Possible Statistical Analysis for Greatness of a Player- Assistance Required

noeledmonds

Professional
Now I am no statistician but I do have some statistical knowledge and training. I contemplated this system to try and incorporate dominance and versatility of a player.

(number of tournaments won) x (winning percentage) = Z

The importance of this first step is that it cancels out longitivity in a career as winning percentage will ultimately drop. It also does not penalise players such as Federer who play a limited schedule and therefore don't win as many tournaments. However those who do play more tournaments do not have their additional tournament victories ignored, merely moderated by their winning percentage. I have called the value obtained Z.

For Muster Z = 3065 (to 4 significant figures)
For Edberg Z = 3146 (to 4 significant figures)

Muster and Edberg receive relatively similar Z values here. Although Muster has won more tournaments, this is cancelled out and more by Edberg’s higher winning percentage.

((1 + number of tournaments won on grass) x (1 + number of tournaments won on clay) x (1 + number of tournaments won on hard courts and carpet))/(number of tournaments won) = Y

This second independent step attempts to account for versatility across the surfaces. A player who wins predominantly on one surface will be penalised. The value is one plus the number of tournaments won to prevent a player from receiving zero for winning no tournaments on a surface. The number of tournaments won is not relevant as it is cancelled out by dividing by the number of tournaments won at the end. I have called this value Y.

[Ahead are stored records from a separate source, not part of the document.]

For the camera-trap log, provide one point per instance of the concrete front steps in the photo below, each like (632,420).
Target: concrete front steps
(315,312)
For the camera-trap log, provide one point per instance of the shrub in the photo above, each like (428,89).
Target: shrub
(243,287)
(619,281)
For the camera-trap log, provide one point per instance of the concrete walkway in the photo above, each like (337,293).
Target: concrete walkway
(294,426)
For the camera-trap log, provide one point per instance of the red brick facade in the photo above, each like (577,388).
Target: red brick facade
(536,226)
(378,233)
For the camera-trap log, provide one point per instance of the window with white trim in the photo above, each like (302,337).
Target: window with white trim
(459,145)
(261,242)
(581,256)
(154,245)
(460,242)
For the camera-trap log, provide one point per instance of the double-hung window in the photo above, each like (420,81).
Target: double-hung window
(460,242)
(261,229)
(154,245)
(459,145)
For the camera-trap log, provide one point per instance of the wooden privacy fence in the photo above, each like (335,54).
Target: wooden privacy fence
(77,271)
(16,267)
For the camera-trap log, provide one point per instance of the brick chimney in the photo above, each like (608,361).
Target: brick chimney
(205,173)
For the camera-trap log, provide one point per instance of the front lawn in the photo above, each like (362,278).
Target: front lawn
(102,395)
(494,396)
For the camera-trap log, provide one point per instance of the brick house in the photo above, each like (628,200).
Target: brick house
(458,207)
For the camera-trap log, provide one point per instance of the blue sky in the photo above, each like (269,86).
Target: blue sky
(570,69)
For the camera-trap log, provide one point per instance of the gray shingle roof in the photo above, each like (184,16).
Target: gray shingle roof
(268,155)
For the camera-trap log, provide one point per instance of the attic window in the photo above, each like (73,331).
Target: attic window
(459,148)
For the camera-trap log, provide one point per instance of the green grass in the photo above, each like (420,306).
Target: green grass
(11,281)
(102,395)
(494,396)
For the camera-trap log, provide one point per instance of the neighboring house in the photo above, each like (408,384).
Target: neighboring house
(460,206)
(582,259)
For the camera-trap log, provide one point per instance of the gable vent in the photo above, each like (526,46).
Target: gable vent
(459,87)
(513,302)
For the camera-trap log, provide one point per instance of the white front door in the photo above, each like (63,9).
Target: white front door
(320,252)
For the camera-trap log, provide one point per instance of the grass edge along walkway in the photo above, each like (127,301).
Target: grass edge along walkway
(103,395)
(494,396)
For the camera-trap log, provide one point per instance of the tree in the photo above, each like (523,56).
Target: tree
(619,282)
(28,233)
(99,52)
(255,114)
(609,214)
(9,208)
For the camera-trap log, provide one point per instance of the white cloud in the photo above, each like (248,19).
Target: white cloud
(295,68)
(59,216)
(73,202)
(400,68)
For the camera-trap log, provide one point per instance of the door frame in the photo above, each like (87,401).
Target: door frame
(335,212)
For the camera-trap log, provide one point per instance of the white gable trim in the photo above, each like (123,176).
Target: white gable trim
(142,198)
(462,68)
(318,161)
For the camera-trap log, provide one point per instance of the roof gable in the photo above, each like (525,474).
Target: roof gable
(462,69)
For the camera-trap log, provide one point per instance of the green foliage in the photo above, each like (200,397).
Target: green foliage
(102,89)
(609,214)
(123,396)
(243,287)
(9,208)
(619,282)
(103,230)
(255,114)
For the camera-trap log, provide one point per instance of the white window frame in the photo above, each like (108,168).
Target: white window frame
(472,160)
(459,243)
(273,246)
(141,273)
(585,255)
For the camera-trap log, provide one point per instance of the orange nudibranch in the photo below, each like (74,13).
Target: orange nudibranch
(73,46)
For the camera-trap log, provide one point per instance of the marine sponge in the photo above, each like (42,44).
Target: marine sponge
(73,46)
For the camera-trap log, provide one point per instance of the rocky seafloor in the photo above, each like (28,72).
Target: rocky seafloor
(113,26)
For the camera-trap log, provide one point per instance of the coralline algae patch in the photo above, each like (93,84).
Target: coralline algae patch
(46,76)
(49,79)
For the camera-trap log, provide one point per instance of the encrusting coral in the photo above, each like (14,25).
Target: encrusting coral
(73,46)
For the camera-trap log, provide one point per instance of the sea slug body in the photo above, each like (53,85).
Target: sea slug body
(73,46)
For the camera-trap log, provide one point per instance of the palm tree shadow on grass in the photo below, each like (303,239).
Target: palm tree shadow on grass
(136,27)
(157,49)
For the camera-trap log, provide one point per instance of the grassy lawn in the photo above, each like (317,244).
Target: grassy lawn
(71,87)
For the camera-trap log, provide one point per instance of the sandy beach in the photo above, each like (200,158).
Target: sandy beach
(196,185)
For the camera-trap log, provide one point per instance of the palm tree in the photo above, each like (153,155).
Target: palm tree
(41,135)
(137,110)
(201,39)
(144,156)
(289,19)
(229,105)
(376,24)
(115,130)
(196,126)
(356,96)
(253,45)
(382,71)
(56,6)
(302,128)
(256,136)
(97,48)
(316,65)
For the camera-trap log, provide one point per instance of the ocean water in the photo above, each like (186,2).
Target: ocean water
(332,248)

For Muster Y = 9.318 (to 4 significant figures)
For Edberg Y = 20.00 (to 4 significant figures)

Here Muster’s Y value is considerably lower than Edberg’s. This reflects Muster’s lack of versatility across the surfaces.

How to combine these two values is where my problem arises. Ranking dominance against versatility is very difficult if not impossible to achieve objectively.

Note I am well aware of the relativly simplistic nature of this analysis and that this ranking system would have flaws, as does any analysis, when it is completed. One of the most obvious flaws is actually also one of the analysises strengths. Obviously the importance of induvidual tournaments in not incopertated. However this does stop one having to rank the importance of tournaments year by year which is a laborious proccess before 1988 and very difficult before 1968.

Does anyone have any idea of a valid progression of this analysis, or should it be disposed of all together?

Nickognito, Moose Malloy, krosero, SgtJohn, Urban, chaognosis, Wuornos and anyone else interested it would be great to hear you views.
 
Last edited:
I follow my fellow countryman Rino Tommasi in claiming that 'matches' are more important than 'tournaments' with the exception of Grand Slams (and maybe the Masters and the Davis Cup).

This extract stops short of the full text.